Figure 9.3: Decision boudaries of unregularized tree (left) and regularized tree (right)
Pruning Trees
  • Pruning: deleting unnecessary nodes
  • Algorithms work by first training the decision tree without restrictions, then pruning (deleting) unnecessary nodes. A node whose children are all leaf nodes is considered unnecessary if the purity improvement it provides is not statistically significant. Standard statistical tests, such as the χ2 test (chi-squared test), are used to estimate the probability that the improvement is purely the result of chance (which is called the null hypothesis). If this probability, called the p-value, is higher than a given threshold (typically 5%, controlled by a hyperparameter), then the node is considered unnecessary and its children are deleted. The pruning continues until all unnecessary nodes have been pruned.
  • There are 3 types of Pruning Trees
    • Pre-Tuning
    • Post-Tuning
    • Combines

9.2 Regression

  • DecisionTreeRegressor splits each region in a way that makes most training instances as close as possible to that predicted value (average of instances in the region)

  • CART cost function for regression: \[ J_{k, t_k} = \frac{m_{left}}{m} MSE_{left} + \frac{m_{right}}{m} MSE_{right} \]

  • MSE: mean squared error

  • m: number of instances

import numpy as np
from sklearn.tree import DecisionTreeRegressor

np.random.seed(42)
X_quad = np.random.rand(200, 1) - 0.5
y_quad = X_quad ** 2 + 0.025 * np.random.randn(200, 1)

dt_reg = DecisionTreeRegressor(max_depth=2, min_samples_leaf=5, random_state=29)
dt_reg.fit(X_quad, y_quad)

plot_tree(dt_reg)
[Text(0.5, 0.8333333333333334, 'x[0] <= -0.303\nsquared_error = 0.006\nsamples = 200\nvalue = 0.088'),
 Text(0.25, 0.5, 'x[0] <= -0.408\nsquared_error = 0.002\nsamples = 44\nvalue = 0.172'),
 Text(0.125, 0.16666666666666666, 'squared_error = 0.001\nsamples = 20\nvalue = 0.213'),
 Text(0.375, 0.16666666666666666, 'squared_error = 0.001\nsamples = 24\nvalue = 0.138'),
 Text(0.75, 0.5, 'x[0] <= 0.272\nsquared_error = 0.005\nsamples = 156\nvalue = 0.065'),
 Text(0.625, 0.16666666666666666, 'squared_error = 0.001\nsamples = 110\nvalue = 0.028'),
 Text(0.875, 0.16666666666666666, 'squared_error = 0.002\nsamples = 46\nvalue = 0.154')]

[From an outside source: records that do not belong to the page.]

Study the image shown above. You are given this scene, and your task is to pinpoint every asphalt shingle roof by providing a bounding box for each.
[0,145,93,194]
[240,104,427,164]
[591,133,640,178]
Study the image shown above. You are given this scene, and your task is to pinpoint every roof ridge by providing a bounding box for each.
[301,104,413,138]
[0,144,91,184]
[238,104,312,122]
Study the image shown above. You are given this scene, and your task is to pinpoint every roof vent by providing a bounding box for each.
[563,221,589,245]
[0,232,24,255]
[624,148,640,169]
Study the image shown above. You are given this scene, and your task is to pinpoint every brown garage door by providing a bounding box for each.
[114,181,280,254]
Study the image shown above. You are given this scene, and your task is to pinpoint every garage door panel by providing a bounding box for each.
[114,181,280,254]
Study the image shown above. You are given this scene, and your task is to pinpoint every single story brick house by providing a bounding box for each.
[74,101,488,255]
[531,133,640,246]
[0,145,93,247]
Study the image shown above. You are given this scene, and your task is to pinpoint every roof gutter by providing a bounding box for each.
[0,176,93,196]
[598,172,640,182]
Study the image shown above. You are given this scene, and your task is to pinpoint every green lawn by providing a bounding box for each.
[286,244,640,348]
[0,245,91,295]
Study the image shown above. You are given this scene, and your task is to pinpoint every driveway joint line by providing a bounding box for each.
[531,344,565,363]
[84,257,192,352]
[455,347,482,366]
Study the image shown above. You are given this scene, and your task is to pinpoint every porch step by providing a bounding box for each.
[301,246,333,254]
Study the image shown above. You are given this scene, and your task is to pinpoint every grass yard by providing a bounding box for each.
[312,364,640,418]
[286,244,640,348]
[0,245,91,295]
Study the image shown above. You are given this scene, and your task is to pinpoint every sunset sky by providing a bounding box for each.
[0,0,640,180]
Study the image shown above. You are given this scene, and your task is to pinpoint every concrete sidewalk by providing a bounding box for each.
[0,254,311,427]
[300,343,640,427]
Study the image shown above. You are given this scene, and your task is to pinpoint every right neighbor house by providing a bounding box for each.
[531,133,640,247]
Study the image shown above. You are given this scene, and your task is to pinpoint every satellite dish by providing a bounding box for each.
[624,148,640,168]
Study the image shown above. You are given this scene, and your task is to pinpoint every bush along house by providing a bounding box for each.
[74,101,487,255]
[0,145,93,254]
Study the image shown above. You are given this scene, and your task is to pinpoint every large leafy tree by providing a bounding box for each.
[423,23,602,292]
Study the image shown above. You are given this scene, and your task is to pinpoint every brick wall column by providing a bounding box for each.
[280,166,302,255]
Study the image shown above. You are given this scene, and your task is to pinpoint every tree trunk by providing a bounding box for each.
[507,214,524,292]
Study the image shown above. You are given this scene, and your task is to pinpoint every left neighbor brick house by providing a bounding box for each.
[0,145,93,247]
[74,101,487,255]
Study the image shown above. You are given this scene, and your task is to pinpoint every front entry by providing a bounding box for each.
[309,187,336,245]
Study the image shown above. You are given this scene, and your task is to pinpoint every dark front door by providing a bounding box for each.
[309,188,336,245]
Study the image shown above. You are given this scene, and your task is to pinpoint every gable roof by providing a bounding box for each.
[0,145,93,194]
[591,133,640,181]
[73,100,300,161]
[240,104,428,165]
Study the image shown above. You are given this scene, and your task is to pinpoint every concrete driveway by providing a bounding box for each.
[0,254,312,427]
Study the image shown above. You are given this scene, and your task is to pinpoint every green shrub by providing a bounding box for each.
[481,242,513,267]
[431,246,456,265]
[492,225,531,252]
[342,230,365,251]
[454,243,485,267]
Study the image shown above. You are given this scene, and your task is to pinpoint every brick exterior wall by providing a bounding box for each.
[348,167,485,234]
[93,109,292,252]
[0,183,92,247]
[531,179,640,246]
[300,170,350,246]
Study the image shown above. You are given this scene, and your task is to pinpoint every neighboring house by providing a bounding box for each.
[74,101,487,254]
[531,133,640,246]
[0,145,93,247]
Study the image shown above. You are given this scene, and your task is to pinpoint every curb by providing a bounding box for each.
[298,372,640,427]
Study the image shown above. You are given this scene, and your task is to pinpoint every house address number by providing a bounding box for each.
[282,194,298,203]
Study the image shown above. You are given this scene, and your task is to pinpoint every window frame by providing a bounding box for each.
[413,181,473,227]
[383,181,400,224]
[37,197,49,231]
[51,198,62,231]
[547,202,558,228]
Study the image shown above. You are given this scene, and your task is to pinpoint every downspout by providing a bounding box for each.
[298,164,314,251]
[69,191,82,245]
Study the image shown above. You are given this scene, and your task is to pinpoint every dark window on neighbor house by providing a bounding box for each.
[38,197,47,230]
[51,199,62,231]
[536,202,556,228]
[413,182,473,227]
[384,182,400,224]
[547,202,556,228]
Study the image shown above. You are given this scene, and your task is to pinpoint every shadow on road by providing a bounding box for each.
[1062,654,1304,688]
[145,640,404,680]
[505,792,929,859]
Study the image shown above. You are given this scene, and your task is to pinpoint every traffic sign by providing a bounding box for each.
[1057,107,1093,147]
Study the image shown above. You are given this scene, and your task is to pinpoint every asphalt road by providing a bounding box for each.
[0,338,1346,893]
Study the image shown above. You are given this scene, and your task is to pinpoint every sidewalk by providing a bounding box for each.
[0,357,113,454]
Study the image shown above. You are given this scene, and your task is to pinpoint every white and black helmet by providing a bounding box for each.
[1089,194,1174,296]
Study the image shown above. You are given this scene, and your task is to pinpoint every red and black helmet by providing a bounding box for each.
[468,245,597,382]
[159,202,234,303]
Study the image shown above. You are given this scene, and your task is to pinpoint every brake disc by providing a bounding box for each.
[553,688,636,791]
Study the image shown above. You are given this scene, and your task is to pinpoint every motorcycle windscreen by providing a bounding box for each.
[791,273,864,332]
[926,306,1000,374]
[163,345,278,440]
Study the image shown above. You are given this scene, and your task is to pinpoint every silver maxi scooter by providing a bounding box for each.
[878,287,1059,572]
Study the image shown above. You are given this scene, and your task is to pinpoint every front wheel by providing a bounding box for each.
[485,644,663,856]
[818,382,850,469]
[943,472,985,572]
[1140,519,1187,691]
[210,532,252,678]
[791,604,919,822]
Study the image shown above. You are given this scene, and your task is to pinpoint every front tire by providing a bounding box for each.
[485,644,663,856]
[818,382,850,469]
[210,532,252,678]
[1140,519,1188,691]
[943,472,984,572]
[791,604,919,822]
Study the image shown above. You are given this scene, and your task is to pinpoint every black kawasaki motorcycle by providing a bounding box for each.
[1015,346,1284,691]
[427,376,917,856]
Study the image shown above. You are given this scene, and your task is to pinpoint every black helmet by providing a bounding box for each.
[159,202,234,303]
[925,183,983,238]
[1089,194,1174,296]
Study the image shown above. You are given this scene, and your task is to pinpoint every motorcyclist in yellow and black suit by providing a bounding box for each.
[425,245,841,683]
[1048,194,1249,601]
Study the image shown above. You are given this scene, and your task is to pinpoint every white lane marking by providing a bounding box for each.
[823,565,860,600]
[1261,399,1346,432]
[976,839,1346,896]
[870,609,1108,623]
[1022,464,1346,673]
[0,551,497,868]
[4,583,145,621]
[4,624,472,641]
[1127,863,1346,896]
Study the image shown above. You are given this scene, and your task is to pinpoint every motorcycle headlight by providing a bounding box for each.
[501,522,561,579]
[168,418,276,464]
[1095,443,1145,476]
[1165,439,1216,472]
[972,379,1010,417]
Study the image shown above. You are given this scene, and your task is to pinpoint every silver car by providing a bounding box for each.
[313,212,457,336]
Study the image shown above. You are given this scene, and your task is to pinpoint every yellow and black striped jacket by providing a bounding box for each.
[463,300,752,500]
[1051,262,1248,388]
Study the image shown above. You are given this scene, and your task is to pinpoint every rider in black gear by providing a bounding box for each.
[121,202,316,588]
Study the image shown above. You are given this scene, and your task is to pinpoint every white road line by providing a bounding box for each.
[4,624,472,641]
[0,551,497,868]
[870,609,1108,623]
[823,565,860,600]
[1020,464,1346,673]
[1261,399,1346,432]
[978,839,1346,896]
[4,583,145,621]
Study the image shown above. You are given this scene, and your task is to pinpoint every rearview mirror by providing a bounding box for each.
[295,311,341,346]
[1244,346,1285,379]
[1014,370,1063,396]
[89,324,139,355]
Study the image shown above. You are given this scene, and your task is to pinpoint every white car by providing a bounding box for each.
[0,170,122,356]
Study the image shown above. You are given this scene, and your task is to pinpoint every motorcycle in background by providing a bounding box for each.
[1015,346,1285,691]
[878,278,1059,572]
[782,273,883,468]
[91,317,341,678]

If we set max_depth larger, the model will predict more strictly. As same as Figure fig-different-max-depth, if we keep the default hypeparameters, the model will grow as much as it can Figure fig-regularized-tree.

Figure 9.4: Different max_depth

Figure 9.5: Unregularized tree (left) and regularized tree (right

9.3 Limitations of Decision Tree

  • Decision tree tends to make orthogonal decision boudaries. => Sensitive to the data’s orientation.

Figure 9.6: Decision tree is sensitive to data’s orientation

=> Solution: Scale data -> PCA: reduce dimensions but do not loss too much information, rotate data to reduce correlation between features, which often (not always) makes things easier for trees.

Compare to Figure fig-decision-tree, the scaled and PCA-rotated iris dataset is separated easier.

Figure 9.7: Scaled and PCA-rotated data
  • High variance: randomly select set of features to evaluate at each node, so that if we retrain model on the same dataset, it can behave really different => high variance, unstable
    => Solution: Ensemble methods (Random Forest, Boosting methods) averaging predictions over many trees.